Avant d’intenter une procédure judiciaire, le détenteur de droits doit être certain que les produits visés sont bel et bien contrefaits, car en cas de rejet ou d’abandon de la procédure, un tribunal peut obliger le détenteur de droits à indemniser le propriétaire/importateur des produits pour tout dommage subi en raison de la rétention de ces derniers. À ce sujet, les titulaires de droits doivent garder en tête que les interdictions d’importation ne s’appliquent pas aux importations parallèles, aux marchandises en transit au Canada, ni aux produits importés par un particulier à des fins d’utilisation personnelle. Par conséquent, il n’y a pas lieu d’engager une procédure en lien avec des biens ayant été fabriqués à l’extérieur du Canada avec le consentement du détenteur de droits.  

Même si l’ASFC accepte dorénavant le dépôt de DA conformes, il reste à voir dans quelle mesure l’ASFC interviendra lors des contrôles frontaliers en réponse à de telles demandes. Cela dit, malgré certains points d’incertitude, le nouveau régime frontalier entourant les demandes d’aide constitue un outil important pour les titulaires de droits en ce qui a trait à la lutte contre la contrefaçon au Canada. Ce régime permettra potentiellement d’intercepter les produits contrefaits avant qu’ils ne soient distribués sur le marché. Il s’agit en outre d’une amélioration considérable par rapport à la situation qui existait antérieurement au Canada, puisque la capacité des titulaires de droits à empêcher les produits contrefaits à entrer au pays ou à les intercepter était très limitée. 

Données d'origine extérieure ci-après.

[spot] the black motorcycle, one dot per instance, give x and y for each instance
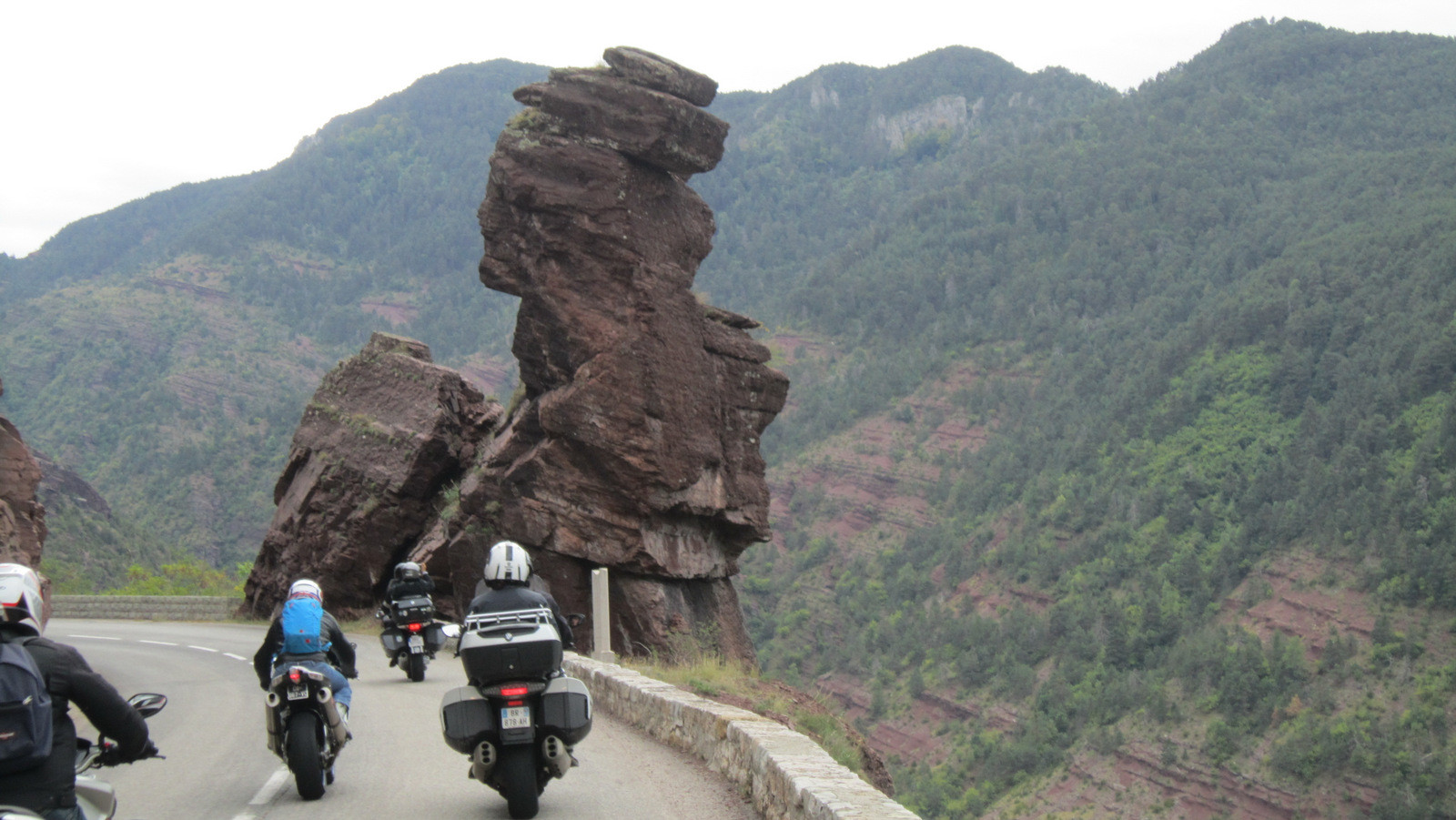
(521, 717)
(411, 637)
(305, 727)
(95, 797)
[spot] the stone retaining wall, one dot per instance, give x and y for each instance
(785, 774)
(146, 608)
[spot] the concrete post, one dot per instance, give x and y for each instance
(601, 619)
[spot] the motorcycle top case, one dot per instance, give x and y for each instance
(567, 710)
(414, 609)
(510, 645)
(393, 638)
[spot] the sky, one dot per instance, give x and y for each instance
(104, 102)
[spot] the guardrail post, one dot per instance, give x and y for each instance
(601, 619)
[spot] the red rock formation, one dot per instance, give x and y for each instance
(635, 440)
(637, 443)
(22, 517)
(382, 437)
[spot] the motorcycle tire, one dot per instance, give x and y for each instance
(516, 772)
(305, 759)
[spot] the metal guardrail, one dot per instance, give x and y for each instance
(146, 608)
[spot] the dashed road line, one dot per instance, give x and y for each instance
(267, 793)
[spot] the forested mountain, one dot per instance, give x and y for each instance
(1123, 426)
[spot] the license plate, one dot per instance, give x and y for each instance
(516, 717)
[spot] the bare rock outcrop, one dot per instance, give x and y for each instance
(22, 517)
(383, 436)
(635, 444)
(633, 440)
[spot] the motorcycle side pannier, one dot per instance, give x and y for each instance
(510, 645)
(465, 715)
(567, 710)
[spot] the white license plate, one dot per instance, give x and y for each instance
(516, 717)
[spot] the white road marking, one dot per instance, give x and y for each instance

Pour conclure, les droits d’auteur non enregistrés peuvent être enregistrés dans le cadre d’une DA. Cependant, il est recommandé de faire enregistrer ces droits au Canada afin de pouvoir fournir à l’ASFC le plus de renseignements concrets que possible. Pour les titulaires de droits, la mise en œuvre du nouveau régime constitue également une occasion de passer en revue leurs portefeuilles de marques de commerce canadiennes afin de s’assurer que les droits enregistrés dont ils bénéficient au Canada leur permettent de profiter pleinement des nouvelles dispositions.